Even before the containment measures were imposed around the world, its forecast “pessimistic” was not the only one to move. In the United States in mid-march, Dr. Anthony Fauci mentioned the “hundreds of thousands” of deaths. On 26 march, after two weeks of confinement in many u.s. States, a model of the Institute for Health Metrics and Evaluation, University of Washington, who went on to be cited by the White House, spoke of 100 000 to 240 000 deaths — in a scenario where a containment severe would be maintained until the summer in the country as a whole.

The oldest official forecast, available on the website of the Centers for disease control (CDC) is the 13 April, after a month of confinement : the scenarios ranged between 60 000 and 150 000 deaths by the end of may (the United States has passed the milestone of 130 000 people died in the 7 July, and could reach 150,000 before September).

In response to criticisms of the weaknesses in the computer coding of the simulation of Ferguson, the british journal Nature published on June 8, the comments of the experts who have tested and have found to reliable.

Designed to be contradicted

But they are pessimistic or optimistic, these models are always published with the hope of being contradicted, and not to quantify with precision the number of cases, hospitalizations and deaths to come. A study published last year and reviewed the epidemiological models published during the Ebola epidemic in 2014-2015, concluded in this regard that, because of the actions taken by the people who are always changing the game, these models are unable to predict the future beyond a horizon of one to two weeks.

Although it is too early to say, it is possible that this conclusion is also valid for the current scenarios déconfinement and second wave : all are trying to draw the outline of a possible future, but they can only do that though imperfectly, the big unknown being how will millions of people.

“All models are wrong, some are useful”, as is the saying, attributed to the statistician George Box, and the mathematician Norman Draper, in their book empirical Models of construction and surfaces of reaction (1987).

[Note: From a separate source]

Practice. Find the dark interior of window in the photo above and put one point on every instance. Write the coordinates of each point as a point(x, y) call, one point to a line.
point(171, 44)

This is the paradox even of prevention in the context of public health, wrote in the June 9, Benoît Mâsse, School of public health, University of Montreal : if the measures ” are effective to control the epidemic, they give the impression that they were not needed, and we therefore leave it vulnerable to another wave of infection “. It was in response then to an “economic note” from the Montreal economic Institute, who questioned the merits of containment, accusing the government of being supported on the “mathematical model inaccurate” at imperial College London.

Anyway, in any science which produces models, these are based on the successes and the mistakes of their predecessors. The representations of the beginning give way to representations that are more complex. For example, we know a lot more now about the circumstances that influence the risk of infection.